Please comment on the progress achieved to date on The Red Sea Project, given the fact that it is a unique development in a remote location and like all projects, will have faced challenges in the wake of the Covid-19 crisis?
Despite the difficult circumstances surrounding the pandemic, we have continued to make significant progress on the ground and have awarded more than 500 contracts worth over SR15 billion ($4 billion) to local and international partners.
The 100-hectare landscape nursery – the largest in Saudi Arabia, which will provide more than 15 million plants for the destination – has been operational since early 2020. There are more than 7,000 workers currently on-site and the first 80 km of new roads are now complete. The Construction Village, which is set to house 10,000 workers, is already open and development is also progressing well at the Coastal Village, which will be home to around 14,000 people who will eventually operate the destination.
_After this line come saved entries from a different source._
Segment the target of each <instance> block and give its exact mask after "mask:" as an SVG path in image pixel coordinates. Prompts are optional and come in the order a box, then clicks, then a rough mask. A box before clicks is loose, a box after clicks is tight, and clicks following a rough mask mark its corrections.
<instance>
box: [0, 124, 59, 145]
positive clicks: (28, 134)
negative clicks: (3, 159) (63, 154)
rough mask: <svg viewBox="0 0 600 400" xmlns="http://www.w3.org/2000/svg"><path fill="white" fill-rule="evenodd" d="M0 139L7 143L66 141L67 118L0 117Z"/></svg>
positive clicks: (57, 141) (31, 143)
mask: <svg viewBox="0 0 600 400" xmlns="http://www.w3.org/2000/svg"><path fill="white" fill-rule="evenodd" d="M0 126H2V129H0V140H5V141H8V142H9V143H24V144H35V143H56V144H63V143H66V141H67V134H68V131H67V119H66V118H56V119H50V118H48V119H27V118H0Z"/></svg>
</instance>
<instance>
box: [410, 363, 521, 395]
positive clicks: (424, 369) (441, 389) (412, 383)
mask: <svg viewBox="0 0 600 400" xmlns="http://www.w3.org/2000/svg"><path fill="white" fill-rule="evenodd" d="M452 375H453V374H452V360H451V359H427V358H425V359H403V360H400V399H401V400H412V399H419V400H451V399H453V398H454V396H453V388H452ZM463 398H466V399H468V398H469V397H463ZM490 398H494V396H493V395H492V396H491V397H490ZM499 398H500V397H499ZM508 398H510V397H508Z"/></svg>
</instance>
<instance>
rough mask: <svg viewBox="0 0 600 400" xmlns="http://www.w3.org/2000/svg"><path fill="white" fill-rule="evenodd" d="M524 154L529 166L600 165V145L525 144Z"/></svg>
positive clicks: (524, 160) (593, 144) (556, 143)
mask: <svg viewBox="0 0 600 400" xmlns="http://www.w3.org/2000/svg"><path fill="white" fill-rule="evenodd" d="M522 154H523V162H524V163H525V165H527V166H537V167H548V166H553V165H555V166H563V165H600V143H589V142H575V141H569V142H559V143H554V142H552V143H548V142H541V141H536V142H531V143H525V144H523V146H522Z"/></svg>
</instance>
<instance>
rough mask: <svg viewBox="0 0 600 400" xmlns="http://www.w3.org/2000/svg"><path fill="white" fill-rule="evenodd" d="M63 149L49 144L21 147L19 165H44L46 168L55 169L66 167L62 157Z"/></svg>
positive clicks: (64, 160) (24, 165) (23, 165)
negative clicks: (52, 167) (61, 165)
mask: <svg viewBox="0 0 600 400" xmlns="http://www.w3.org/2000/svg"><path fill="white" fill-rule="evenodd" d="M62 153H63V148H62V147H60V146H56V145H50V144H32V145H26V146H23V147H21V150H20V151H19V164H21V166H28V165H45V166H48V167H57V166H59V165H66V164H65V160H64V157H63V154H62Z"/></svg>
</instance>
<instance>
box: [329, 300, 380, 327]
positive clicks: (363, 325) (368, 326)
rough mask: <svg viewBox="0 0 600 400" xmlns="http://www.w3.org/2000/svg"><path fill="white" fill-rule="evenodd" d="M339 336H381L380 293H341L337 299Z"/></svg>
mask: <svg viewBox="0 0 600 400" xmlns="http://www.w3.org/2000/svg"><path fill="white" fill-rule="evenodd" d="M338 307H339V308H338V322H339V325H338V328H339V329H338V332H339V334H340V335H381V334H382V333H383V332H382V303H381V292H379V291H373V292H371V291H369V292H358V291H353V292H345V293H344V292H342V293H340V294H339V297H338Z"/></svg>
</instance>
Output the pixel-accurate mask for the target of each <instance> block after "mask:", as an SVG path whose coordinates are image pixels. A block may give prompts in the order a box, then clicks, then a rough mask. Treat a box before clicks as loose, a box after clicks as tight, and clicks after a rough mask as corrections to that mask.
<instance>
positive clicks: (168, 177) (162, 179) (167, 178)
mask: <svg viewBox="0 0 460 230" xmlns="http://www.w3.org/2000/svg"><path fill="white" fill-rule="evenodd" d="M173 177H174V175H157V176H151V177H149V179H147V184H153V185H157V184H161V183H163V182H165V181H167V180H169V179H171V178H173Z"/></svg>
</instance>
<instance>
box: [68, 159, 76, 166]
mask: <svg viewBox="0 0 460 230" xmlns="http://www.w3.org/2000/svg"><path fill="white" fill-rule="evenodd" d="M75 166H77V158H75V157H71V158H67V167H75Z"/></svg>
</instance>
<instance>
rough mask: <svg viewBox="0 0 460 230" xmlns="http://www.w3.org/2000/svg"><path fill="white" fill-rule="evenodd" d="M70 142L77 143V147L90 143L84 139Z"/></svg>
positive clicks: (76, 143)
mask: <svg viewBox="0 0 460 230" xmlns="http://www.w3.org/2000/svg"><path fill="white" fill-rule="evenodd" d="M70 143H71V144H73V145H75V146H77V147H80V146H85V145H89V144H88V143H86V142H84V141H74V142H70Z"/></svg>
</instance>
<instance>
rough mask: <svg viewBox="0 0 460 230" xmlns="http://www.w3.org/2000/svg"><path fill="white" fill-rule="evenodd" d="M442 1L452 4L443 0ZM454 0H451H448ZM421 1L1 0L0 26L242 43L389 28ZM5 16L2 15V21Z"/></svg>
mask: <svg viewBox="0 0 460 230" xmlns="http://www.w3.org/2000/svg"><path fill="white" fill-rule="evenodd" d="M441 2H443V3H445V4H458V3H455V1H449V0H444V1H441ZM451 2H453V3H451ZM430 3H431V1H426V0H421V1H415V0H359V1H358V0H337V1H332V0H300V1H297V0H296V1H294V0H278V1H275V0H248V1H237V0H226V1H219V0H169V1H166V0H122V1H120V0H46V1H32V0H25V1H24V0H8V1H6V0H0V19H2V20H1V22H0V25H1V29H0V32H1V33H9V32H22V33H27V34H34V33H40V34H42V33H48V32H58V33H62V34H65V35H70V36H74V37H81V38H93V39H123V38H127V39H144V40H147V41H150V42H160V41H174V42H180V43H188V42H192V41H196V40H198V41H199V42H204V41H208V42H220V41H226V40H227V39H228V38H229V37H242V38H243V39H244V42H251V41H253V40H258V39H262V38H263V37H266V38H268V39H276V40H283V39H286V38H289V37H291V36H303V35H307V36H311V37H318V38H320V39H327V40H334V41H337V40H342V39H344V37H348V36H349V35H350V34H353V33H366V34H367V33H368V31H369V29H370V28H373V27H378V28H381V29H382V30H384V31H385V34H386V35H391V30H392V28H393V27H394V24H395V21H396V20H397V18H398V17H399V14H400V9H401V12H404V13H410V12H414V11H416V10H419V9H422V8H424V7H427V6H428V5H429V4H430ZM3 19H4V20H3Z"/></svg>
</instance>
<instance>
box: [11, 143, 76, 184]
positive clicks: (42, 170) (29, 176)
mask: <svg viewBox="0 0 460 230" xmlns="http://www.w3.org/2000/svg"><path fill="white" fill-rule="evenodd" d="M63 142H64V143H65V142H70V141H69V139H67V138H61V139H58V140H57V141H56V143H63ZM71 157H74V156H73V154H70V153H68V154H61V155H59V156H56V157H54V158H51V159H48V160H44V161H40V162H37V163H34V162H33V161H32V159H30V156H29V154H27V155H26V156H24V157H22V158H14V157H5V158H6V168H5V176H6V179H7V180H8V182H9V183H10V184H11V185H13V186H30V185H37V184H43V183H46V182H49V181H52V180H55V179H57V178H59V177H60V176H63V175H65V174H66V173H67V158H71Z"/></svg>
This includes a three-star management hotel which will open by the end of Q2, the first accommodation and our new offices, set to open in Q3.
Last year, we marked a significant milestone in the construction of our eco-friendly Red Sea International Airport with the award of a substantial contract to an all-Saudi JV between Nesma & Partners and Almabani, ahead of the airport opening in 2022. The package for airside infrastructure works includes the design and building of a Code F runway 3,700 m long, Code B seaplane runway, parallel and link taxiways and pavement works, aeronautical navigational aids, aerodrome ground lighting, airside utilities, helipads, roads and associated buildings.
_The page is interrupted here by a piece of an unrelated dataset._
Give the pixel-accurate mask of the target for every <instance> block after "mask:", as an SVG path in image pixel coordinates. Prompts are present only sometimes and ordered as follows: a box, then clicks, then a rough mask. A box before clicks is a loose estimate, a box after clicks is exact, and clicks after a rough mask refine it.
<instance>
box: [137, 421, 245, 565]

Phase One of the project remains on track with the first few hotels due for completion by the end of 2022 along with our dedicated international airport. The remainder of Phase One assets will complete in 2023, to total 16 hotels and 3,000 rooms across five islands and two inland resorts, as well as commercial, retail and leisure facilities and other infrastructure.
We have an exciting year ahead at TRSDC. As we move into a post-Covid world, we are creating more partnerships, breaking new ground and continuing to move forward with our plans to welcome the first guests by the end of 2022.